Les traditionalistes, prudents, s’en tiennent à des chemins de croix anciens, souvent d’une vraie richesse spirituelle, mais qui, d’un point de vue littéraire, peuvent avoir vieilli jusqu’à faire sourire. Les autres piochent dans des versions actualisées dont le style vieillira plus vite encore ou qui, à l’occasion, partent dans des digressions extravagantes politiques, écologiques ou autres, dont le rapport avec la Passion n’est pas fatalement évident.
À titre d’exemple, en voici deux, récents, utilisables pour des dévotions privées ou en communauté.
Le Père Antoine Birot propose un Chemin de Croix trinitaire ( Salvator. 95 p. 9,90 €) avec le cardinal Hans Urs Von Balthasar et sa convertie mystique, Adrienne Von Speyr. Pour beaucoup de chrétiens, la Passion peut, en effet, apparaître soit comme un châtiment infligé par le Père et dont le Fils serait la victime consentante, ce qui fait alors de la Première Personne de la Sainte Trinité une sorte de monstre, soit comme la seule affaire du Christ, Son épreuve à laquelle le Père et le Saint Esprit demeureraient étrangers ; une autre dérive, parfois poussée jusqu’à l’hérésie, consiste au contraire à croire que la Trinité entière deviendrait participante de la mort du Fils sur la Croix quasiment jusqu’à mourir, elle aussi. L’on entre là dans des questionnements théologiques qui n’ont cessé d’interroger les chrétiens depuis les commencements de l’Église et ont pu aboutir, surtout en Orient, à d’étranges dérives.
Ce chemin de Croix se veut une réflexion saine, et catholique, sur l’implication des Trois Personnes trinitaires dans la Passion. L’on y trouve de beaux passages, propres à élever la réflexion mais l’ensemble peut déconcerter. Non pas tant les passages empruntés au cardinal Von Balthasar que ceux d’Adrienne Von Speyr, dont on ne sait trop s’il faut en attribuer les ambiguïtés à l’incapacité, bien connue des mystiques, à rendre par des mots des réalités ineffables, ou à son passé protestant qui imprégnerait son vocabulaire de façon troublante pour des oreilles catholiques.

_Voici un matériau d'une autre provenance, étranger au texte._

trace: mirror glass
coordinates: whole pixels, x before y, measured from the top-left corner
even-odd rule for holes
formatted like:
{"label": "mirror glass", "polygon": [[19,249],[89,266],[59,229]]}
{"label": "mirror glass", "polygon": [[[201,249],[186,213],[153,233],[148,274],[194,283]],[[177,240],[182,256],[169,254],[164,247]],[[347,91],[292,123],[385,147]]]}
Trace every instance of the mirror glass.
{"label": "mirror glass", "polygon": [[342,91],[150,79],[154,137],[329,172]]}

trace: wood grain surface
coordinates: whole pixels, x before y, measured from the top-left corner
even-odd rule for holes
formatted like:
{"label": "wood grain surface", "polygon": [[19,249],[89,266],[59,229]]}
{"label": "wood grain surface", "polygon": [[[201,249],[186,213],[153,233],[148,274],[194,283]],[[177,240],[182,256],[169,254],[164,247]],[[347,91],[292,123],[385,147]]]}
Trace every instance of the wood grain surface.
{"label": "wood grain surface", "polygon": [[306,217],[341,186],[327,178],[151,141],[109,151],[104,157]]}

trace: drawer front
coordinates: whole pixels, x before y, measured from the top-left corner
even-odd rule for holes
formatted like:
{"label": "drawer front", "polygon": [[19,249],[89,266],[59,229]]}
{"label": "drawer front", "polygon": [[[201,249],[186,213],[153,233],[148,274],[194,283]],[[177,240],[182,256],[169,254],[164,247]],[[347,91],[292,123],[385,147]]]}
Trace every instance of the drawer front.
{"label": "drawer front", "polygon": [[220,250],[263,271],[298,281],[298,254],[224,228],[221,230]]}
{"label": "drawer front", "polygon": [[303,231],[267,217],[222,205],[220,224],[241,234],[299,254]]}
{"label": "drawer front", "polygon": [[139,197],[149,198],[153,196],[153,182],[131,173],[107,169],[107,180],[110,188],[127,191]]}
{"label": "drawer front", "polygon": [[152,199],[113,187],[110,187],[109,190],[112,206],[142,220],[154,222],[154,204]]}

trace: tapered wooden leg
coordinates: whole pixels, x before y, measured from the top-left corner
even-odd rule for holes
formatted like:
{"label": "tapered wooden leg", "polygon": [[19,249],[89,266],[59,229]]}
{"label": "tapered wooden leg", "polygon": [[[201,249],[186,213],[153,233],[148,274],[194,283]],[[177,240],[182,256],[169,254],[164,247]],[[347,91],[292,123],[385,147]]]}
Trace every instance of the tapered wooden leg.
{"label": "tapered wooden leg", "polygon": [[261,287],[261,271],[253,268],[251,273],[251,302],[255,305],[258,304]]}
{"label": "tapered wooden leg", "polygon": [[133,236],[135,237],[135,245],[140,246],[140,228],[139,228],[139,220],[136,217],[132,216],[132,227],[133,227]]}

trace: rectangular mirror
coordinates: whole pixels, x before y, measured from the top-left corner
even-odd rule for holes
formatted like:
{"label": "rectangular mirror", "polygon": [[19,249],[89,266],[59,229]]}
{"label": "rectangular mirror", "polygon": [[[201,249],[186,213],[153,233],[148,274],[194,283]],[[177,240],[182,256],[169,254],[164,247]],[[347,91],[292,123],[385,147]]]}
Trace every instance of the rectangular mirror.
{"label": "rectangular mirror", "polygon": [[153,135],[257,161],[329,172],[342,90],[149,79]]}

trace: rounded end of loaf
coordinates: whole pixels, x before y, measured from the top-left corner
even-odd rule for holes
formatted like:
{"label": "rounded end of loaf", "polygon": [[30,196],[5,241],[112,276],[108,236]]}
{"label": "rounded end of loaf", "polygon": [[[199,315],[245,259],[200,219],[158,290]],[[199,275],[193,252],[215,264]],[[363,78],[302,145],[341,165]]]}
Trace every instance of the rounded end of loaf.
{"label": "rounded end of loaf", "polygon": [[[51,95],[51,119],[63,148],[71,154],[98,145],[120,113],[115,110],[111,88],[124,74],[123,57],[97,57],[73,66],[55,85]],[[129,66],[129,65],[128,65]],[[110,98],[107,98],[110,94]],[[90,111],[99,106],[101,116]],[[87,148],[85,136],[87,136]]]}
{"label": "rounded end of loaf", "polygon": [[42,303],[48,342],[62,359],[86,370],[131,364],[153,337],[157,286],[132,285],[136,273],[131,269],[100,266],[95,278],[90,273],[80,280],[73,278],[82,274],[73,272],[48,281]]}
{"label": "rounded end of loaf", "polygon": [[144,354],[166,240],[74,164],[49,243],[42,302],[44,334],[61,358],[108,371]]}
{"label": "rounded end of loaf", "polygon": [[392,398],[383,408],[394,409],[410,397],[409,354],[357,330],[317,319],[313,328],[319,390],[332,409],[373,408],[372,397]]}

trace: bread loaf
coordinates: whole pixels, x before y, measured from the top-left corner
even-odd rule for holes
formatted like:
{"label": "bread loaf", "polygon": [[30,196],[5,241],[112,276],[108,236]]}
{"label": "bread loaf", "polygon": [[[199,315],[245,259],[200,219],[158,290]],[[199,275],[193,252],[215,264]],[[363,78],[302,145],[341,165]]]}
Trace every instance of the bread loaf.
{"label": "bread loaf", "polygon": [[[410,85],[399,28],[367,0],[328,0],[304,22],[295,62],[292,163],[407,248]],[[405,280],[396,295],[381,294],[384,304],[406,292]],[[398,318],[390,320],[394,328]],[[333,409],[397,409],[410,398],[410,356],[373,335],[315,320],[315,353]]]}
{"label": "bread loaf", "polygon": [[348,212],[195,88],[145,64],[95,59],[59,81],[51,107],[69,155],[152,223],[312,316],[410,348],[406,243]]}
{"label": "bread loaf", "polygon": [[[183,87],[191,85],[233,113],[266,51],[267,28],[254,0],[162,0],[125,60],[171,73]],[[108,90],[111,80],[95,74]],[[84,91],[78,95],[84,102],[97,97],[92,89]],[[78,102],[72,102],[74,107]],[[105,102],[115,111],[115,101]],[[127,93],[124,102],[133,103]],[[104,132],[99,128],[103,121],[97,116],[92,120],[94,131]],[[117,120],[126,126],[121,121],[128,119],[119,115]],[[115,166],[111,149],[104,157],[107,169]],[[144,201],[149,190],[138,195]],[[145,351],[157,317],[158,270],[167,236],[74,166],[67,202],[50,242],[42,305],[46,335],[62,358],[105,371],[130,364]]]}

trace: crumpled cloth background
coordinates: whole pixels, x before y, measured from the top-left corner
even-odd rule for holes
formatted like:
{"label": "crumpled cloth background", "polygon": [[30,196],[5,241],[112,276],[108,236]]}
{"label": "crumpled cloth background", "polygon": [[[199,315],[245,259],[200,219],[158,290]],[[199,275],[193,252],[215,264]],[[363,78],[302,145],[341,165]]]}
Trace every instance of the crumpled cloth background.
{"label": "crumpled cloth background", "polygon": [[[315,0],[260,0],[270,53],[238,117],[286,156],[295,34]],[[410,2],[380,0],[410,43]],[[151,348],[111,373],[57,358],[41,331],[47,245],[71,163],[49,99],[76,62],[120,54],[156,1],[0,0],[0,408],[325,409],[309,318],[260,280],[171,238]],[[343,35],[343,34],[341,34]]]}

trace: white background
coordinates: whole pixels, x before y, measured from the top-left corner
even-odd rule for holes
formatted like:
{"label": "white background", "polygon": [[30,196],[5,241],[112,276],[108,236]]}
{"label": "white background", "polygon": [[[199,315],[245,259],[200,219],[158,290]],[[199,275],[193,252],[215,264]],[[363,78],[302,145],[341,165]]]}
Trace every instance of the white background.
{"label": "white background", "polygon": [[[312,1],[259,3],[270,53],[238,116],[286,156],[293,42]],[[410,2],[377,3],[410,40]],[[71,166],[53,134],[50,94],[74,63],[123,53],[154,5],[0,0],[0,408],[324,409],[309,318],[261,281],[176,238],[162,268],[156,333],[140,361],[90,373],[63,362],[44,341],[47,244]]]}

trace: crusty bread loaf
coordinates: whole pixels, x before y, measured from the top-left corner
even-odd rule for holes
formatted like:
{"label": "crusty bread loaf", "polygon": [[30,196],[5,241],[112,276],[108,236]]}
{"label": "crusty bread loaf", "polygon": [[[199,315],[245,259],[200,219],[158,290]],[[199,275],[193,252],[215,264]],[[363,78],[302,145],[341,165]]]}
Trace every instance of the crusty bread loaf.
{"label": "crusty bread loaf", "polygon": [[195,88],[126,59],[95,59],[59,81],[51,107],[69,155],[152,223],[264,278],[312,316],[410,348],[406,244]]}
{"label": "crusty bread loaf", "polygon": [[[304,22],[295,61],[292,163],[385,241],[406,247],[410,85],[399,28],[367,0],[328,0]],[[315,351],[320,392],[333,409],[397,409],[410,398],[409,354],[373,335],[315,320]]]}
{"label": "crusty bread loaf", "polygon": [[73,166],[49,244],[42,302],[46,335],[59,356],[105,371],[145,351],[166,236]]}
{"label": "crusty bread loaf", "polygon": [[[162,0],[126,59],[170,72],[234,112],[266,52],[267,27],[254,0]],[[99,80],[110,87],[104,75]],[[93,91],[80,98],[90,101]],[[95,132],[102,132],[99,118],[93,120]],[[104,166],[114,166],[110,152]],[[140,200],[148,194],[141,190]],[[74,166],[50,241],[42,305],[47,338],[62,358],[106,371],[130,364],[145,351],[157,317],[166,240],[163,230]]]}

Quoiqu’il en soit, mieux vaut laisser cette réflexion, toute profonde qu’elle soit, sur la kénose du Christ, à des personnes en possession d’un certain bagage théologique. L’on regrettera, par ailleurs, l’indigence des illustrations.
Ce reproche ne saurait être fait aux Méditations sur le chemin de Croix avec les vitraux de Saint-Eugène-Sainte-Cécile de Marie-Line Burguière ( Téqui ; 30 p ; 9 €.) Ce chemin de croix, pensé par cette paroisse traditionaliste parisienne, est d’un classicisme de pensée de bon aloi, mais débarrassé des mièvreries pieuses qui encombraient trop souvent l’exercice et qui incitent parfois plus aux ricanements qu’au recueillement. La prière personnelle, à laquelle il se prête bien, sera heureusement soutenue par la contemplation des beaux vitraux de l’église correspondant aux diverses stations. Cela en fait une valeur sûre qui ne décevra personne.